Dicho esto, no deja de llamar la atención la
vehemencia con que algunos de los ponentes buscan posicionar dicho desafío en
la opinión pública, al extremo de afirmar que “el problema principal no es la
pobreza, sino la desigualdad extrema” (¡válgame Dios!, que eso equivale a decir
que no importa que todos seamos pobres, en tanto seamos iguales), o de
recomendar soluciones para superar la desigualdad tan superfluamente
redundantes como la de “distribuir mejor la riqueza ganada” (¡válgame de
nuevo!, que eso significa que para no estar enfermo, lo recomendable es estar
sano).
Lo que recomendaría a quienes estén genuinamente
preocupados por la problemática de pobreza e inequidad que aqueja a Guatemala
es que, en vez de pretender aparecer como descubridores del asunto y
proponentes de novedosas soluciones a la misma, se refieran a los estudios
técnicos que, desde hace muchas décadas, se han realizado por parte de expertos
y organismos internacionales serios y que plantean respuestas de política
pública realistas y viables que, por desgracia, los distintos gobiernos han
sido incapaces de aplicar para reducir decididamente la pobreza y,
complementariamente, la inequidad.
Viene a mi mente, en particular, el excelente estudio
titulado “Más crecimiento, más equidad (Prioridades de desarrollo en
Guatemala)”, que el Banco Interamericano de Desarrollo publicó hace casi diez
años y que contiene una de los más claros diagnósticos y propuestas de política
que se hayan visto en los últimos años.
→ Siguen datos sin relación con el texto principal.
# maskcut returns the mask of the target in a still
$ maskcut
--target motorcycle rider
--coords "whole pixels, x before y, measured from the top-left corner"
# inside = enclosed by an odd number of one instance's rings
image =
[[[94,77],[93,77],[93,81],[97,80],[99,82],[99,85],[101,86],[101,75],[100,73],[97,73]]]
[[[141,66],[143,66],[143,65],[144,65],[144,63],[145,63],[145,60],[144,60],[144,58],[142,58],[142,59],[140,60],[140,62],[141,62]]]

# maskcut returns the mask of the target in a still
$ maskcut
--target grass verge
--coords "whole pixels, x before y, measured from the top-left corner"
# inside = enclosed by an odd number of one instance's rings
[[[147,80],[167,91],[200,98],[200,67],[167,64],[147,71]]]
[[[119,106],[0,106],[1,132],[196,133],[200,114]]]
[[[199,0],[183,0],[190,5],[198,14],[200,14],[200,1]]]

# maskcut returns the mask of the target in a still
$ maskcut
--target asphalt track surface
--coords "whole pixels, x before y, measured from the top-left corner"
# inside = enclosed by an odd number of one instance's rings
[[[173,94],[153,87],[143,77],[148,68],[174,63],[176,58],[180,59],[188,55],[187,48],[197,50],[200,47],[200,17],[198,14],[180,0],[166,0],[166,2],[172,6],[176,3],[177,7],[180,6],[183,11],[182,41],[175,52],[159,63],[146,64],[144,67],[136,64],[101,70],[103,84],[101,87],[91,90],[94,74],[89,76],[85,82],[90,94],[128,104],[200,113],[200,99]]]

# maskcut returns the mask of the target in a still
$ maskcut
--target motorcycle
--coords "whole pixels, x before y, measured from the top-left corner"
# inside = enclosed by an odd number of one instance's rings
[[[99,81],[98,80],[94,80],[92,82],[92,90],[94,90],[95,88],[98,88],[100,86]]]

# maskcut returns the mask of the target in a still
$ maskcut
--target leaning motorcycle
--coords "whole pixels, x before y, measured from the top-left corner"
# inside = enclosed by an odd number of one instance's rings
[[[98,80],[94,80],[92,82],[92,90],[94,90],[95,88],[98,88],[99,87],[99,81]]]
Dicho estudio empieza reconociendo que
no es posible reducir la pobreza sin crecimiento económico, e identifica al
bajo nivel de inversión privada como el problema básico que restringe tal
crecimiento y, a partir de allí, señala las tres áreas clave en las que debiese
centrarse la acción del Estado.
Un área es la calidad del capital humano, que debe
mejorarse particularmente en materia de educación y salud. Otra área clave es
la inversión en infraestructura, que debe aumentar cuantitativa y
cualitativamente, particularmente la relativa a carreteras y provisión de agua
potable. Y la tercera es la de las instituciones, que se constituyen en la
condición indispensable para fortalecer el estado de derecho y reducir la criminalidad,
sin lo cual es imposible la inversión, el intercambio y una actividad económica
más pujante.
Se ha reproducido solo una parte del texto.